Hello there, I'm back from not being here. Looks like the place is still in one piece and all that. Today on the site we have Frank Young with a look at the joy and madness of 1950s Dick Tracy. I'm happy to see someone getting at the sheer strangeness of the strip.
What made—and makes—Chester Gould’s work so damned compelling? There is much about Dick Tracy that has long been taken at face value, and never deeply explored. Gould’s aggressive, angular art style, and his off-kilter visual juxtapositions, have gotten lip service from the art world, and from a handful of writers on comics whose viewpoints can outwit the trap of nostalgia. Its gallery of stylized caricature-villains is always mentioned, in mass media, with a mixture of awe and condescension.

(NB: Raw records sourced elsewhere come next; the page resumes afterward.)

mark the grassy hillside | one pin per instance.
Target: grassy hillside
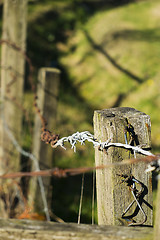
(113, 60)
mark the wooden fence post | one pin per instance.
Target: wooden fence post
(12, 79)
(11, 86)
(157, 215)
(113, 197)
(47, 92)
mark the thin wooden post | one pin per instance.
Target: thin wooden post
(47, 92)
(12, 80)
(113, 197)
(157, 215)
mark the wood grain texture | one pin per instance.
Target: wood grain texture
(113, 197)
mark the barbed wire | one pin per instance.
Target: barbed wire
(81, 137)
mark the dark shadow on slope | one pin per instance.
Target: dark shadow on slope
(148, 35)
(114, 63)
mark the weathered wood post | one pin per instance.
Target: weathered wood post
(157, 217)
(113, 197)
(12, 79)
(11, 84)
(47, 92)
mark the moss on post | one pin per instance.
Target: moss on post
(113, 197)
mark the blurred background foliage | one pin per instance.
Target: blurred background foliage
(108, 54)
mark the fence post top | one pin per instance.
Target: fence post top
(120, 111)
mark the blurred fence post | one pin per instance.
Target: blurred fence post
(157, 215)
(47, 93)
(12, 81)
(113, 197)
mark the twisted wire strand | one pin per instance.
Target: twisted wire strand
(81, 137)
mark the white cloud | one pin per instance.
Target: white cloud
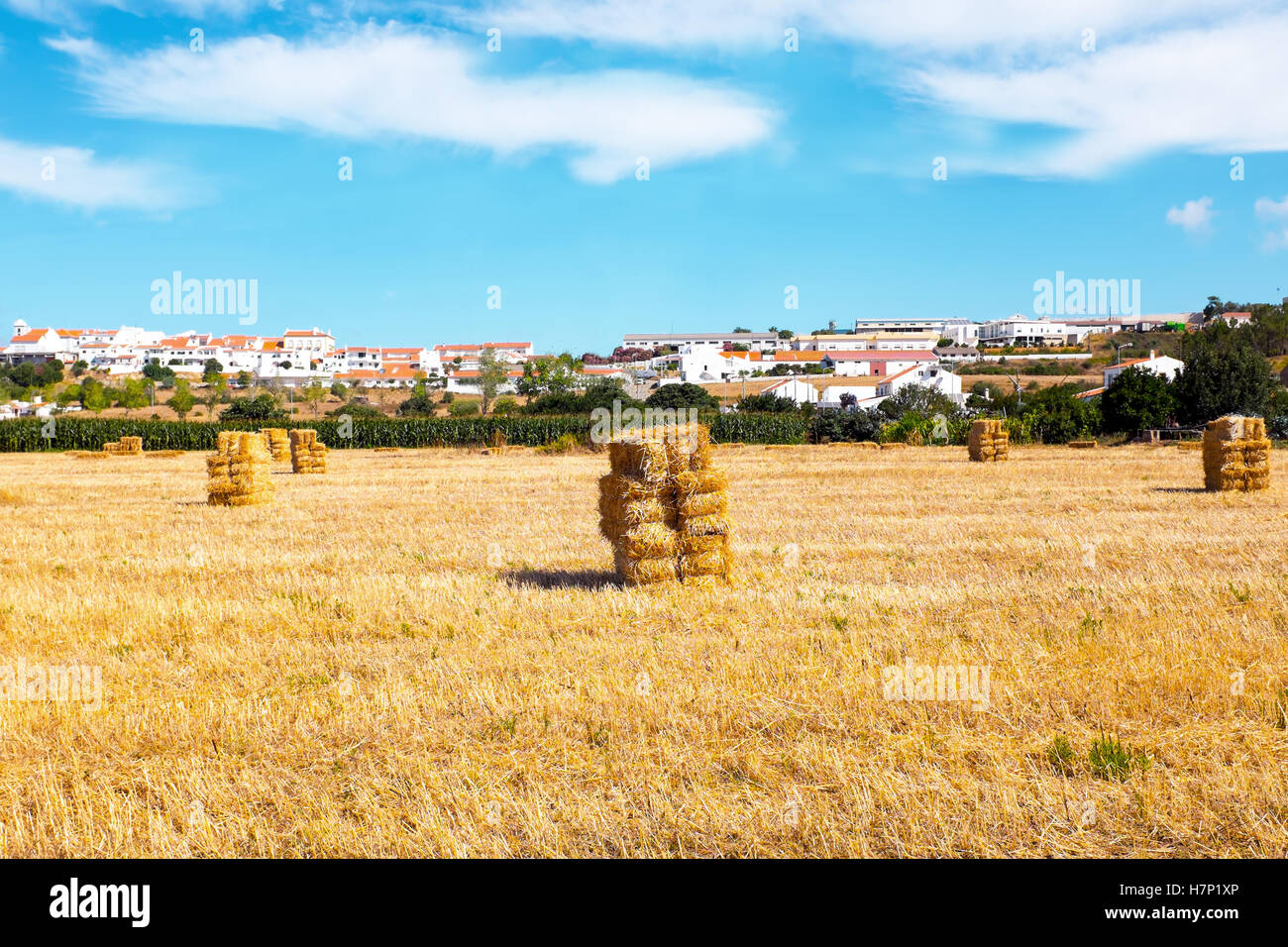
(1193, 217)
(76, 176)
(76, 11)
(928, 25)
(1166, 75)
(1173, 90)
(1270, 209)
(378, 81)
(1275, 214)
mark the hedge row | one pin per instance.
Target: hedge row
(91, 433)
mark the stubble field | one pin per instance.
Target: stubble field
(424, 654)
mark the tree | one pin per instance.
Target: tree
(1224, 373)
(925, 401)
(215, 392)
(767, 402)
(94, 398)
(162, 375)
(314, 394)
(419, 405)
(51, 372)
(686, 394)
(1056, 415)
(133, 395)
(181, 401)
(548, 373)
(1138, 398)
(259, 408)
(492, 375)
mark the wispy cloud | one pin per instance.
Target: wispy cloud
(76, 176)
(1274, 214)
(927, 25)
(1129, 101)
(1150, 76)
(75, 12)
(1193, 217)
(391, 81)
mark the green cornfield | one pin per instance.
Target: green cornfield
(90, 433)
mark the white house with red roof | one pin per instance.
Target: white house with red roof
(876, 361)
(1160, 365)
(794, 389)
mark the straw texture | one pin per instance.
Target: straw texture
(988, 441)
(1235, 454)
(308, 454)
(240, 474)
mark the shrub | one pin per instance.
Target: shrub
(1112, 759)
(259, 408)
(682, 395)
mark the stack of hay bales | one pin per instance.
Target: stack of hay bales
(702, 506)
(665, 508)
(636, 510)
(240, 474)
(988, 440)
(1235, 454)
(129, 446)
(278, 442)
(308, 454)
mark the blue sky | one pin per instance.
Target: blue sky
(1104, 157)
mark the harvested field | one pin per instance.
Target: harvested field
(426, 652)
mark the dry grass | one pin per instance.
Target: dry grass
(425, 654)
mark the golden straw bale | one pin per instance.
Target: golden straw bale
(240, 474)
(1235, 454)
(308, 454)
(278, 442)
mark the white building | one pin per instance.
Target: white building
(794, 389)
(756, 341)
(932, 376)
(1021, 331)
(875, 361)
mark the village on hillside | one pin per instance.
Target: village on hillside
(835, 368)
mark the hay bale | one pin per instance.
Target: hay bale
(700, 512)
(636, 512)
(240, 474)
(665, 508)
(308, 454)
(988, 441)
(1235, 454)
(278, 442)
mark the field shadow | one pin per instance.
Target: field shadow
(563, 579)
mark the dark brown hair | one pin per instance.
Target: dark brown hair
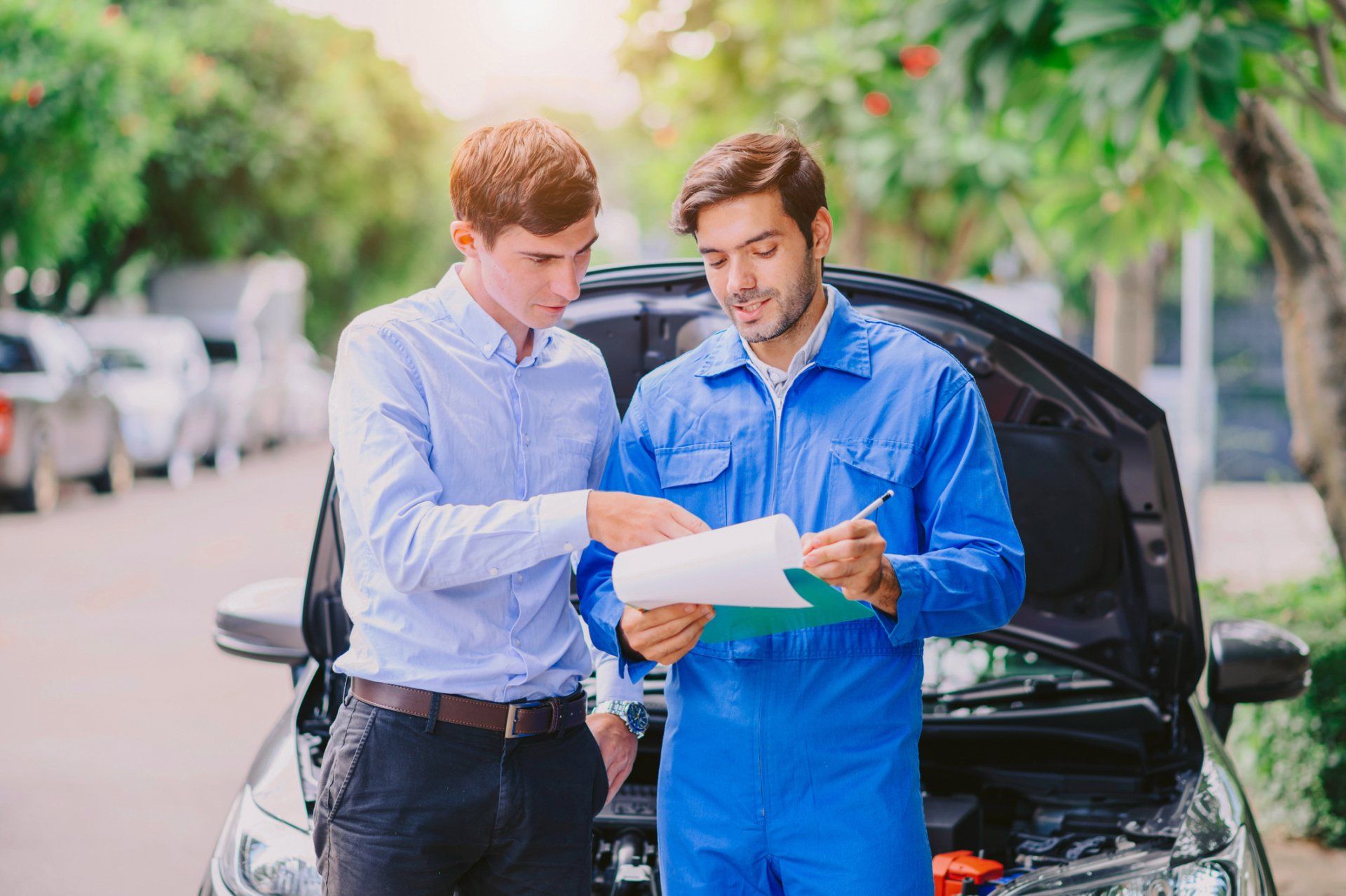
(528, 172)
(754, 163)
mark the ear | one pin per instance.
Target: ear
(822, 234)
(465, 238)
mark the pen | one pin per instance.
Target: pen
(876, 503)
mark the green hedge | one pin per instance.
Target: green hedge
(1291, 755)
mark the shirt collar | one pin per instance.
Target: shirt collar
(845, 345)
(807, 351)
(478, 326)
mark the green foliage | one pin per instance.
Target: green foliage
(1291, 755)
(79, 118)
(216, 131)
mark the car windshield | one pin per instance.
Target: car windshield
(123, 360)
(17, 355)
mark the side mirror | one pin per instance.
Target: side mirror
(263, 622)
(1252, 663)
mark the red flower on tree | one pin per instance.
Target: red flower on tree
(918, 61)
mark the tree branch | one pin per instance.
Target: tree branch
(1318, 33)
(1312, 95)
(1340, 8)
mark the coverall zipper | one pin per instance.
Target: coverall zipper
(777, 414)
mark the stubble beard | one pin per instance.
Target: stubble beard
(793, 304)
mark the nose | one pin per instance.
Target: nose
(740, 278)
(567, 284)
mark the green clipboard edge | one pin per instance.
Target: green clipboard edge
(829, 606)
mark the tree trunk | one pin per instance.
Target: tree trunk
(1124, 314)
(1310, 295)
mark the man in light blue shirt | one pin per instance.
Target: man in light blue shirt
(470, 433)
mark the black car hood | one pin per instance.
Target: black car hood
(1094, 482)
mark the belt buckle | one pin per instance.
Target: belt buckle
(552, 728)
(513, 713)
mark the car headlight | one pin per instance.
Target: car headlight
(263, 856)
(1213, 855)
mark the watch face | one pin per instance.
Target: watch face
(637, 717)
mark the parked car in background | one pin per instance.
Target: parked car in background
(159, 377)
(1068, 752)
(308, 381)
(250, 314)
(58, 421)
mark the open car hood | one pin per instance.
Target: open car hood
(1094, 481)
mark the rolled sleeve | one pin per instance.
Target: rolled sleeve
(630, 468)
(564, 522)
(971, 579)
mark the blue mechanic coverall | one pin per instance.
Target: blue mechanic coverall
(791, 761)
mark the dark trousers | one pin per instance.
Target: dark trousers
(403, 810)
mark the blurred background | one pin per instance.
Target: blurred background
(197, 196)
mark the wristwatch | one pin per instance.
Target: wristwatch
(633, 713)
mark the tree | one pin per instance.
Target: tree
(175, 131)
(1229, 72)
(80, 116)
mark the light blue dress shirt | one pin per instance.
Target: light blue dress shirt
(463, 482)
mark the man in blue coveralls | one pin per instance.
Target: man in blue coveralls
(791, 759)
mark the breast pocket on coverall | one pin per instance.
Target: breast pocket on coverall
(695, 477)
(864, 468)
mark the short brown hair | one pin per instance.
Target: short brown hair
(528, 172)
(754, 163)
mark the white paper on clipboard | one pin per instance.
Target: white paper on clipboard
(740, 565)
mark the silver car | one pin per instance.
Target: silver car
(60, 421)
(158, 374)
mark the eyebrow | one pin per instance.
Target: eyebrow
(548, 254)
(762, 236)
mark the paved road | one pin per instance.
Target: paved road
(125, 731)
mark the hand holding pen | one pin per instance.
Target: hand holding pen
(851, 557)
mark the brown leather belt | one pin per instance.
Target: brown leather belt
(517, 720)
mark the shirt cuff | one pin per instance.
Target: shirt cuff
(563, 520)
(609, 613)
(613, 685)
(902, 627)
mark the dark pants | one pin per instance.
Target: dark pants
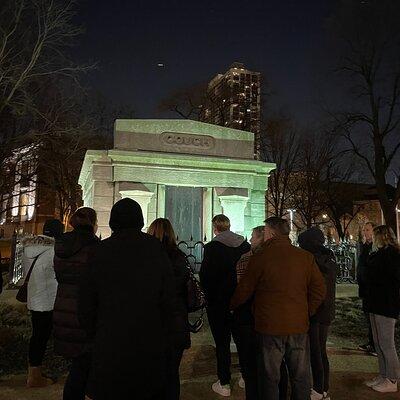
(370, 335)
(319, 359)
(76, 384)
(173, 382)
(294, 350)
(42, 324)
(247, 346)
(220, 321)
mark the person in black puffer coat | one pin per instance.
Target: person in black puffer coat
(70, 341)
(127, 304)
(313, 241)
(161, 228)
(383, 304)
(365, 250)
(218, 279)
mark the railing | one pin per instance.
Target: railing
(17, 250)
(194, 252)
(346, 258)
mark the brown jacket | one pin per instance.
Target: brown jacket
(287, 285)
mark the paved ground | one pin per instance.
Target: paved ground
(349, 369)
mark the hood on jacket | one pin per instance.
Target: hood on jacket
(311, 238)
(71, 243)
(126, 214)
(35, 245)
(229, 239)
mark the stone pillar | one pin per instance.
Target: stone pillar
(207, 213)
(102, 194)
(139, 193)
(233, 202)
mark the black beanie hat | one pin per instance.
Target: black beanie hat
(126, 214)
(53, 228)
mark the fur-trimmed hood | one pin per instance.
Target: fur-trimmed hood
(35, 245)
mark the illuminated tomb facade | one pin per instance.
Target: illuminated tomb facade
(183, 170)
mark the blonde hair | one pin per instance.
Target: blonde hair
(162, 229)
(221, 223)
(384, 236)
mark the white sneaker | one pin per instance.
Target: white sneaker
(315, 395)
(375, 381)
(386, 386)
(222, 390)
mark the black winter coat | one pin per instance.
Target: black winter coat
(383, 282)
(70, 260)
(181, 335)
(127, 304)
(326, 262)
(365, 250)
(218, 271)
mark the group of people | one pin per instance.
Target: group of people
(118, 308)
(276, 301)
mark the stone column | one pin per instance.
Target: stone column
(233, 202)
(102, 194)
(139, 193)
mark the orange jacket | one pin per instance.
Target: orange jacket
(287, 286)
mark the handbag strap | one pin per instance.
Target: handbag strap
(31, 268)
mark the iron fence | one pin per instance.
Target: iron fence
(194, 252)
(346, 254)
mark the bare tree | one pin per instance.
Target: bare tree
(281, 145)
(340, 194)
(34, 35)
(316, 154)
(370, 70)
(186, 102)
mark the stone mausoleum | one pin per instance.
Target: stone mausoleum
(183, 170)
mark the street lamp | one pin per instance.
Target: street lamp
(291, 212)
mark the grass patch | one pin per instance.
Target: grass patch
(15, 331)
(350, 322)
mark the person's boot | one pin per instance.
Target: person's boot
(36, 379)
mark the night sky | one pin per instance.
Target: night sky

There is much more going on in Gould’s work—but it requires a devoted scrutiny. It asks its reader to pay close attention, to notice small, seemingly unimportant details and to accept and process arcane information, some of it inexplicable. Its voice is hugely eccentric, didactic and arrogant in its self-righteousness.
On Friday the Billy Ireland Cartoon Library and Museum announced the acquisition of Jay Lynch's archives. This is great news, and I hope will lead to other cartoonists of that era doing the same -- there's not a lot of first person archival material in public collections, so the more the better in terms of really understanding the history of the medium.
Carol Tyler posted a brand new comic strip, which is always good news. It's on Facebook.
Matthew Thurber uploaded a fine new video over the weekend:
Truly amazing dept: Andy Warhol in conversation with Herge in 1977. I was just looking at the newish Herge book from Rizzoli and there's a nice section on his surprisingly diverse art collection.
Here's an excellent Alex Toth 1950s story.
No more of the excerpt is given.